A hierarchy of factors is presented in Fig. 2 for the HRA of NMs. AHP can consider all the factors in a hierarchical framework for their orderly arrangement. This framework clarifies their relative weights concerning health hazards. Owing to the weighting of the factors in a hierarchy, the factors demanded by experts not considered in this study can also simply be added to such an HRA approach.

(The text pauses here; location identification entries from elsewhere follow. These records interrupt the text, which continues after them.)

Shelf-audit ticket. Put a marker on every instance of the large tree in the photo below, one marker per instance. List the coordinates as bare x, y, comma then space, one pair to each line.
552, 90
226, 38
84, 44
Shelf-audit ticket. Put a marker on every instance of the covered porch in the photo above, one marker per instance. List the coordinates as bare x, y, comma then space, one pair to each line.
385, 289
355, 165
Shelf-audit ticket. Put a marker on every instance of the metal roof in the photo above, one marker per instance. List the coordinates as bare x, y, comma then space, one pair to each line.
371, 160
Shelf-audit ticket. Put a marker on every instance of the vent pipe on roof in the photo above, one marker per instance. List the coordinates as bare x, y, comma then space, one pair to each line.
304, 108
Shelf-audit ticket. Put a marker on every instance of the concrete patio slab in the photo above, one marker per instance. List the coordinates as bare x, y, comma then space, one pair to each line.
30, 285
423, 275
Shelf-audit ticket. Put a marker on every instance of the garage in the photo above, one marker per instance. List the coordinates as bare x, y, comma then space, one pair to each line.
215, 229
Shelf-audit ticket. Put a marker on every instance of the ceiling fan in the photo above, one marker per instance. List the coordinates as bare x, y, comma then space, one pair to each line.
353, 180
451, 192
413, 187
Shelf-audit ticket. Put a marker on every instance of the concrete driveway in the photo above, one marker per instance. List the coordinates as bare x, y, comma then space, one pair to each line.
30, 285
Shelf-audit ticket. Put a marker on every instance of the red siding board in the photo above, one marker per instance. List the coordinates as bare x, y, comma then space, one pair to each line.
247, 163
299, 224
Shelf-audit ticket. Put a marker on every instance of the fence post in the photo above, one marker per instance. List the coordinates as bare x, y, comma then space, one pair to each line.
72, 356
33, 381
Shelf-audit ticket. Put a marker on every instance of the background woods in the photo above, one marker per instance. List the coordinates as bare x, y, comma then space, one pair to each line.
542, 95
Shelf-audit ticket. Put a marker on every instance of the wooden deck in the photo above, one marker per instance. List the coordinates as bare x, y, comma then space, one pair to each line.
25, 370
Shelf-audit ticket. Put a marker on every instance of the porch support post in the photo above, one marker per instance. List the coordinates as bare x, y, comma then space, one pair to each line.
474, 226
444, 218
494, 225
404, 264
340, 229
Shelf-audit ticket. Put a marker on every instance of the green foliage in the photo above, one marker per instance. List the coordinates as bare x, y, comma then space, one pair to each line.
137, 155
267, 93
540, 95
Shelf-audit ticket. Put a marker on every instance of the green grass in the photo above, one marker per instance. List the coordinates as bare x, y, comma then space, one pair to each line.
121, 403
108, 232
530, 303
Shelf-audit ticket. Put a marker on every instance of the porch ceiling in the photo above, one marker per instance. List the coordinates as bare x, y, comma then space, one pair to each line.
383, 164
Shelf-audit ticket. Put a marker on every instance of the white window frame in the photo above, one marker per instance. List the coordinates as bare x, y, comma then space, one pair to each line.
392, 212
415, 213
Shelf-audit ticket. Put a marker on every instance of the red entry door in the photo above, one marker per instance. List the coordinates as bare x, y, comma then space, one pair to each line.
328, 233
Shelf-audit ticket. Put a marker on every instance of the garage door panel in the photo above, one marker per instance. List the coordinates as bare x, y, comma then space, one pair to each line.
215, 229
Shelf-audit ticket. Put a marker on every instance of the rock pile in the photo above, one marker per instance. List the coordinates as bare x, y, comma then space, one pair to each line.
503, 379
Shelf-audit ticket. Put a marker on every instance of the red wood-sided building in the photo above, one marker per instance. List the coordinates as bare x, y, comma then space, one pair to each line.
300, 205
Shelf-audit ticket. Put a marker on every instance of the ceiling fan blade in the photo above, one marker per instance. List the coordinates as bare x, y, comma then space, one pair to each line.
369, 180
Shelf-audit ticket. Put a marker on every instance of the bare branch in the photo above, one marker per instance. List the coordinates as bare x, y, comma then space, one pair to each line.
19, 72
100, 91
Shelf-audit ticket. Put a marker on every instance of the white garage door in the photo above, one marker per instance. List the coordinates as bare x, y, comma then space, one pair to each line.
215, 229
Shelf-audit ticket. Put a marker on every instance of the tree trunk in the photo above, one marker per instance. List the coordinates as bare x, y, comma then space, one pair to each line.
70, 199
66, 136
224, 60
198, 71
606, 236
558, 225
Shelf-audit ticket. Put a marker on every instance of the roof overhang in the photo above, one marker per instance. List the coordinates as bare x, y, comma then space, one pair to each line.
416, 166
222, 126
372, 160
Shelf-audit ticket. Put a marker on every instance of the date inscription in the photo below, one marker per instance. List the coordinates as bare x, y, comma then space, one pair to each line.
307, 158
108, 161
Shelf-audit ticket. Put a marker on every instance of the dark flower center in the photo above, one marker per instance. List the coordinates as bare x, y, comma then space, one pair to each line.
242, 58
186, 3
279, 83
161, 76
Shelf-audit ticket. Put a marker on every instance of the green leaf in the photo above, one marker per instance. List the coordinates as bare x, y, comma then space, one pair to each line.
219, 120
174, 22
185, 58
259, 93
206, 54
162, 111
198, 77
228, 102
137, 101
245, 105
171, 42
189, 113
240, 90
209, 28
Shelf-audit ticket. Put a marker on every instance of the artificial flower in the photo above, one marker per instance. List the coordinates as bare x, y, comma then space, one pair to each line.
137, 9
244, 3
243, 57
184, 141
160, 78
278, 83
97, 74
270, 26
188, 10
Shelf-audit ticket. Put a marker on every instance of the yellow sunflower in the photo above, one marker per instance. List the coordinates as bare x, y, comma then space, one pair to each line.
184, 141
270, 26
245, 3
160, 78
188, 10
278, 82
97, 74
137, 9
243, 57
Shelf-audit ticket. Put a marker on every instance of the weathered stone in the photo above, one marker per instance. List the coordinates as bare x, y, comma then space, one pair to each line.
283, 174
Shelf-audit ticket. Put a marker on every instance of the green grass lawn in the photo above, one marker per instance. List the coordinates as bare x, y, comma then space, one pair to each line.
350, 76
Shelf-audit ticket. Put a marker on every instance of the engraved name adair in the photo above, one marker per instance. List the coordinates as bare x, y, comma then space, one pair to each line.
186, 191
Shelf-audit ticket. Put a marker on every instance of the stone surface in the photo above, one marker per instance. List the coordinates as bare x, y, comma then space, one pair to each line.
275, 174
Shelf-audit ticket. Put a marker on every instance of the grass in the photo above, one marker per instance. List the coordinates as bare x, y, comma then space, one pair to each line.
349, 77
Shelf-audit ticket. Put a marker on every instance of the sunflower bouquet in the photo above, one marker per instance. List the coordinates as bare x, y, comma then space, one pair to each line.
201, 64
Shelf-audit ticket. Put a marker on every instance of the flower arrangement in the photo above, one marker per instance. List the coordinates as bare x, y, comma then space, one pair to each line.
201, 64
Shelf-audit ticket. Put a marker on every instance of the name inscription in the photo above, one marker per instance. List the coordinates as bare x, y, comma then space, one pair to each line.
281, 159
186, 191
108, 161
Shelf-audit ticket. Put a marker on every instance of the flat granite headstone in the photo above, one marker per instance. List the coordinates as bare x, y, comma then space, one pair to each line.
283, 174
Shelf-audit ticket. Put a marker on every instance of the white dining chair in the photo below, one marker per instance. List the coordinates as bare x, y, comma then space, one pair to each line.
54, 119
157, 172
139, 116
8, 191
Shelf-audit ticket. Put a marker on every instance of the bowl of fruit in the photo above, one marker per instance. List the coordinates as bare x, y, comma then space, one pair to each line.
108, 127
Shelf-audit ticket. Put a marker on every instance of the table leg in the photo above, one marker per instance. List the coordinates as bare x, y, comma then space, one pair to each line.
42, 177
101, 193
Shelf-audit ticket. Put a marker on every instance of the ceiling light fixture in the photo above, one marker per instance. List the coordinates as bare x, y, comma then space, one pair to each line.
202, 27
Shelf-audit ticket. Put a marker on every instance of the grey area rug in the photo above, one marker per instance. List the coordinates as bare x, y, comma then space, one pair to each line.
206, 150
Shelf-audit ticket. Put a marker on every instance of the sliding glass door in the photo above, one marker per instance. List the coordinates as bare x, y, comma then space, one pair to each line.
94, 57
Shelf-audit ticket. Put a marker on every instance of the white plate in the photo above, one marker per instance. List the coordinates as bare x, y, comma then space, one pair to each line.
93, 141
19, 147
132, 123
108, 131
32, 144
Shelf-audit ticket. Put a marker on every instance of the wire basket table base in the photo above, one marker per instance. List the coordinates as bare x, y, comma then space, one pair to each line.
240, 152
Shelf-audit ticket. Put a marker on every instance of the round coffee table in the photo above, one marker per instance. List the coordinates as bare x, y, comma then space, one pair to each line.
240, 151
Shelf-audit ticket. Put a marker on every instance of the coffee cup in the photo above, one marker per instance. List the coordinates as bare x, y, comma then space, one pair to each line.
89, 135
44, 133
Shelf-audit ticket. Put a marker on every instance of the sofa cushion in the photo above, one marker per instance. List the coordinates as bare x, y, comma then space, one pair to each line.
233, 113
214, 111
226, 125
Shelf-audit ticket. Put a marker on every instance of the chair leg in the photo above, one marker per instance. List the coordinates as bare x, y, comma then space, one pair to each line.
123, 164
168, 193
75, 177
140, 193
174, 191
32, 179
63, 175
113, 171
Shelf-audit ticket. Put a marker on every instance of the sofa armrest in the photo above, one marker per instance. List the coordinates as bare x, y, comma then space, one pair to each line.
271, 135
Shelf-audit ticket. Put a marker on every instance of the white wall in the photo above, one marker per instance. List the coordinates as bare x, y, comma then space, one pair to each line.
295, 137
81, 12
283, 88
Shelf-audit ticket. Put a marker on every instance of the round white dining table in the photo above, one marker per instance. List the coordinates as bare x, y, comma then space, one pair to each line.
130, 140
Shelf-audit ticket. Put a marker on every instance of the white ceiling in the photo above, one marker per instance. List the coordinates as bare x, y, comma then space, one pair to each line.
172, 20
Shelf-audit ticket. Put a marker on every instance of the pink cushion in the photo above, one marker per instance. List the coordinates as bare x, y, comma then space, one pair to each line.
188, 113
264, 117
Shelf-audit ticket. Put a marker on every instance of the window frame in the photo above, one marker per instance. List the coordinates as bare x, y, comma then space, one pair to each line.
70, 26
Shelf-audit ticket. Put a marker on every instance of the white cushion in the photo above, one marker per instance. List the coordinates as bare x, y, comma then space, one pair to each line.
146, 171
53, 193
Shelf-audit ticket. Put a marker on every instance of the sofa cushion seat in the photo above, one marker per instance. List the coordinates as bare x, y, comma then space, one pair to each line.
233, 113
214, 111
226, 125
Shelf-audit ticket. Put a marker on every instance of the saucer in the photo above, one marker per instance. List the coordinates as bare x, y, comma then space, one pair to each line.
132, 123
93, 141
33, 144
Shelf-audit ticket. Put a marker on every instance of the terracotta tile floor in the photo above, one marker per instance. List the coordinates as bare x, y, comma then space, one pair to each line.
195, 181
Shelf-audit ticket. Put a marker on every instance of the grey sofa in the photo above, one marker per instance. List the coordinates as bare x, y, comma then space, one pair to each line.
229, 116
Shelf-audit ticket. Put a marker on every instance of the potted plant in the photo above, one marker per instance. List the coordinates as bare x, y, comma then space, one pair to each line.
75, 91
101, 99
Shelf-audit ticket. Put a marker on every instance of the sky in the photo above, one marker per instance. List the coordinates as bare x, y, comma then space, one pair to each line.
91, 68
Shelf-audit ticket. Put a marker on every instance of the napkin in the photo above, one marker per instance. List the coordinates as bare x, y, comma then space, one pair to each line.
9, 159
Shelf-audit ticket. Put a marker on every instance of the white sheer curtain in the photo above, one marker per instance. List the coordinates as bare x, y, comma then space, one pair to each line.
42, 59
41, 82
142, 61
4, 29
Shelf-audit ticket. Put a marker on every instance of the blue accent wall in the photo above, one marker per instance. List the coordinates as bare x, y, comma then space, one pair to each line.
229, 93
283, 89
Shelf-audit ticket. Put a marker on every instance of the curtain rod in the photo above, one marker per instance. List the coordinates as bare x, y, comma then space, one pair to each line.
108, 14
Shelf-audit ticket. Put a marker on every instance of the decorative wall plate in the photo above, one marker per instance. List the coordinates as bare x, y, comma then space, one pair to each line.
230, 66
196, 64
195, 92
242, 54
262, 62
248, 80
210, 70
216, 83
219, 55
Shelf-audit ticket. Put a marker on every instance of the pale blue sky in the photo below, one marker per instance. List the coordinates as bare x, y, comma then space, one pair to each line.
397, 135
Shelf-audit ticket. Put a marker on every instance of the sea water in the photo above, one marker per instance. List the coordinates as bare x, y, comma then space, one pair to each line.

The main factors affecting NM health risks are addressed at the second level. Based on the comparison, the sub-factors are located at the same level in the hierarchy. This approach reduces ambiguity and uncertainty in factors by transforming expert judgments' linguistic terms into fuzzy numbers.

Figure 2
figure 2

Hierarchy to evaluate sub factors of parameter in terms of their contribution to the risk of NMs.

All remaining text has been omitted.